Vigilance is key to countering fraud
In today's turbulent economic climate, a lot of small and medium-sized enterprises (SMEs) may be exposed to fraud, as they desperately attempt to boost their cash flow and sales. Businesses can minimise their exposure to fraudulent activities if they exercise vigilance and adhere to established standard practices.
According to Nick Robinson, national leader of forensic and dispute services at Deloitte China, there has been an increase in fraud and corruption cases - particularly involving SMEs - aggravated by the economic downturn.
'People are under pressure in a recessionary environment where shortages of cash and funds have driven organisations to move into more questionable areas of financing and funding,' he said.
Although fraud can occur in any industry, at any time and at every level within an organisation, Mr Robinson said that trading, export and supply sectors were more vulnerable to fraud because they relied on the business performance of other companies in the supply chain.
Deviating from standard business practices and internal controls to chase short-term gains could subject businesses to fraud, including employee fraud, according to Chris Lau, deputy president of CPA Australia Hong Kong China division.
Mr Robinson said employee fraud or management fraud could happen at all levels and were triggered by a combination of factors involving cash flow, rationalisation and opportunity.
'The opportunity emerges when a supply chain gets longer and supervision decreases. People will deviate from standard practices when they find themselves in a situation where they could be losing their jobs or when they are around people involved in this type of activity. This makes it easier for employees to rationalise this type of illegal activity,' he said, advising SME owners to look at the risk of fraud and corruption, and manage the risk with integrity.
'Business owners must be cautious about who they do business with, who their joint venture partners are and who their business contacts are within the environment. In a bribery case, people won't pay bribes with their own money, but they will use their company's money. There will be a link between the bribe or corrupt payment and a fraud, or the creation of funds within the company to facilitate the bribe payment.'
Mr Lau advises companies to consider using police and other reference checks on all new employees to prevent employee fraud. It is also essential to implement internal controls, such as splitting the roles of counting money in the till and operating the till, to minimise the level of fraudulent activities such as embezzlement and forging documents.

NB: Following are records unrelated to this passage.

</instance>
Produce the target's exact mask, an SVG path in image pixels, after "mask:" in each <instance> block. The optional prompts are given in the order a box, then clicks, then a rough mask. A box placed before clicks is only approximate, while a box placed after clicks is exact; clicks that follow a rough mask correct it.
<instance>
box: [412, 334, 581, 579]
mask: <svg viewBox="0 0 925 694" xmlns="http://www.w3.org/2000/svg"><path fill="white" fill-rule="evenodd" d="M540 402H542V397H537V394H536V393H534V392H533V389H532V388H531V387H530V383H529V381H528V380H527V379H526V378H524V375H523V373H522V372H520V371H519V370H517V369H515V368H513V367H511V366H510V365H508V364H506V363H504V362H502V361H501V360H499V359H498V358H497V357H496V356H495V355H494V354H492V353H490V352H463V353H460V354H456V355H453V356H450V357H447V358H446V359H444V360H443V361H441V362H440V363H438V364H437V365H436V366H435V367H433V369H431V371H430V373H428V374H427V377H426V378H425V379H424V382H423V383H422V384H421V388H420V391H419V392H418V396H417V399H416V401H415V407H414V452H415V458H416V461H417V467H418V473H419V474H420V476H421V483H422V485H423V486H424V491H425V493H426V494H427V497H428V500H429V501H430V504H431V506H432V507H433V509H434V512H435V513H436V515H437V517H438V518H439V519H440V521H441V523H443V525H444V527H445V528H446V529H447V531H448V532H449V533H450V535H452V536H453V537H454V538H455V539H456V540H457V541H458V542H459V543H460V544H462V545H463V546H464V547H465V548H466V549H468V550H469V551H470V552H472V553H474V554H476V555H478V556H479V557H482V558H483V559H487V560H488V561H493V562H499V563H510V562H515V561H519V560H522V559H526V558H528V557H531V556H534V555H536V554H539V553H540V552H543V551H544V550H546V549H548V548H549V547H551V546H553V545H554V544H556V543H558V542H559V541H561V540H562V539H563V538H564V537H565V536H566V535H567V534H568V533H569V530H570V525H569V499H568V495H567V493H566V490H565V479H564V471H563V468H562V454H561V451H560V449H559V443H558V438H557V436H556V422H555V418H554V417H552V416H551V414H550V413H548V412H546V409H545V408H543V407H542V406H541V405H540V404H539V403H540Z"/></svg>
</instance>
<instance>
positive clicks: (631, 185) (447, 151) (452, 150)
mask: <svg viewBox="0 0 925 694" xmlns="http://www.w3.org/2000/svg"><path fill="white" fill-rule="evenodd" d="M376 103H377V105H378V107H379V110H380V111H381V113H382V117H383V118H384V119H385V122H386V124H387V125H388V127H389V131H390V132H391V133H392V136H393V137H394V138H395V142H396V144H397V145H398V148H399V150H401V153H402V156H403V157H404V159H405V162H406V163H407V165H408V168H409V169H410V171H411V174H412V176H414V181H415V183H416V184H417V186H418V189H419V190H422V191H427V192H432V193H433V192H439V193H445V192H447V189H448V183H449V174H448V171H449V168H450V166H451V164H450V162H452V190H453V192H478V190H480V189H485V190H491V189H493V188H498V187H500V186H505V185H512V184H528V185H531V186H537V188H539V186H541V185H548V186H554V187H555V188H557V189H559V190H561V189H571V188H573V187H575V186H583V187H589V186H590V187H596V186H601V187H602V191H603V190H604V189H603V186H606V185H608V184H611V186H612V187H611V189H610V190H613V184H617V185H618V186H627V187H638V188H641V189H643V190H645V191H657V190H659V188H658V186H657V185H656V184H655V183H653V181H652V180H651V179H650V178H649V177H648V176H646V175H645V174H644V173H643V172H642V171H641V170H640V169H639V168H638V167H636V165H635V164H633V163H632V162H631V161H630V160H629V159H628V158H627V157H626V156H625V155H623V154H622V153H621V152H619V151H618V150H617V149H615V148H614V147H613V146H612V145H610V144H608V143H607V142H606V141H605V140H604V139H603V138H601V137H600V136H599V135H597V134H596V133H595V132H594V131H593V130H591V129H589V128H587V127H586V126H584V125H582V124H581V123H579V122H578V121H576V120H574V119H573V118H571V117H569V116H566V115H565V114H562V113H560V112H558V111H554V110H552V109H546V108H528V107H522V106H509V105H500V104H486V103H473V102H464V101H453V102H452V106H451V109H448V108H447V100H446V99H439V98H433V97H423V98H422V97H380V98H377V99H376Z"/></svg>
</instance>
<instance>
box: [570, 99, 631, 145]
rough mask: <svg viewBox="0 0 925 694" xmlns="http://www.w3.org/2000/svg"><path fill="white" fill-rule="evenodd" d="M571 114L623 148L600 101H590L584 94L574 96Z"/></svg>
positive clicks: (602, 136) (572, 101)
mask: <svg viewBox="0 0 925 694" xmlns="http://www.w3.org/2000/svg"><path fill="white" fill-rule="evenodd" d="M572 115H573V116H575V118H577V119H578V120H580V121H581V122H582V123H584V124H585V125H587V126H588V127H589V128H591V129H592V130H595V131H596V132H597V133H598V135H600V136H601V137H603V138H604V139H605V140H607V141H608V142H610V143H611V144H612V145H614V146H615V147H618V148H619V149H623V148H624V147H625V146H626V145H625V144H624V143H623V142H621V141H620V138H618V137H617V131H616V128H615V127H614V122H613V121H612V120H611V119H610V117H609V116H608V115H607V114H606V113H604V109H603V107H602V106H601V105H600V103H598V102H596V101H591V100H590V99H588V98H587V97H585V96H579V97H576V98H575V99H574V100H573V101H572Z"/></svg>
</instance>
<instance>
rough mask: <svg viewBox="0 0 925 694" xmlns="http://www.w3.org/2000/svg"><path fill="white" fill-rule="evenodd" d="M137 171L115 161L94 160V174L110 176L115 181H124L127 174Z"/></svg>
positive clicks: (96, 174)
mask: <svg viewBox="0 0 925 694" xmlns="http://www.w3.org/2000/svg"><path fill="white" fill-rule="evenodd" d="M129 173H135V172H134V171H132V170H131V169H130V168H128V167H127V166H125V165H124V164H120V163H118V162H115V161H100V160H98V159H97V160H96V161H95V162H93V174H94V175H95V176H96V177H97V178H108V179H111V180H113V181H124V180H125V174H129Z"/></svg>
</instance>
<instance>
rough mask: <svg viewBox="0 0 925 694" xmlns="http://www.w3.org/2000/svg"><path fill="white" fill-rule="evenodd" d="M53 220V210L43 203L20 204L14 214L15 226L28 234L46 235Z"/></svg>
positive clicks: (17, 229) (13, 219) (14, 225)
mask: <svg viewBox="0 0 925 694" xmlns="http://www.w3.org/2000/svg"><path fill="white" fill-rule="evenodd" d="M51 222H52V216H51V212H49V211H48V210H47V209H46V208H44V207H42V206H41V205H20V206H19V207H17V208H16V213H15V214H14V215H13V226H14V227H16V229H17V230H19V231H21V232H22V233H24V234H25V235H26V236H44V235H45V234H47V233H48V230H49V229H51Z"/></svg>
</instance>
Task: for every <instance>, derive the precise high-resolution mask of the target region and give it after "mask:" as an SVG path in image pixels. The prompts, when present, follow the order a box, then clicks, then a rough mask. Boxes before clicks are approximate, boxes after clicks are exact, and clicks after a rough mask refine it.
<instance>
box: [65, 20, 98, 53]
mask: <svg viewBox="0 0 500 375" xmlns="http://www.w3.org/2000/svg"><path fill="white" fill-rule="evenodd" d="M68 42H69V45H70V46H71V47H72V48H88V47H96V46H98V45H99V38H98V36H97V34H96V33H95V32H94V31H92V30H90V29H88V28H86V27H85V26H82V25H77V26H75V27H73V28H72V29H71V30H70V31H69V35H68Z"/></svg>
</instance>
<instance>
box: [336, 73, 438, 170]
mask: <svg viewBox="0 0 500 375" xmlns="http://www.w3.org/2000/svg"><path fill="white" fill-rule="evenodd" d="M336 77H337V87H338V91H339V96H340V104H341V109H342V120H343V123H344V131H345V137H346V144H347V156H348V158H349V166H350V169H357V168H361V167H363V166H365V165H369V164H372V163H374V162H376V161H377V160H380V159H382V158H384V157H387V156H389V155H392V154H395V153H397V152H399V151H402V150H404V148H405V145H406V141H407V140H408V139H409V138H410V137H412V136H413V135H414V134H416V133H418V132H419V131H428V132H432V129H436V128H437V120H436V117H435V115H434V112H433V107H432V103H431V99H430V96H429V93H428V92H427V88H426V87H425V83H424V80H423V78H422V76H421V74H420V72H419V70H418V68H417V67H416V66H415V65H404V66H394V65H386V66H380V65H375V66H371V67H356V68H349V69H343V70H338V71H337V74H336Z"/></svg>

Other questionable practices that businesses should look out for include the exploitation of non-traditional sources of finance. Companies should also perform credit checks on potential customers, verify who the potential customer is and who is behind that business, impose credit limits or use a letter of credit if exporting is involved. To avoid paying for goods that are never delivered, companies can implement financial delegation controls to manage staff purchases and conduct reference checks on potential suppliers.
According to Mr Robinson, any fraud or corruption damages the reputation of an organisation, so it is worth the effort for SMEs to protect their reputations by resorting to risk mitigation.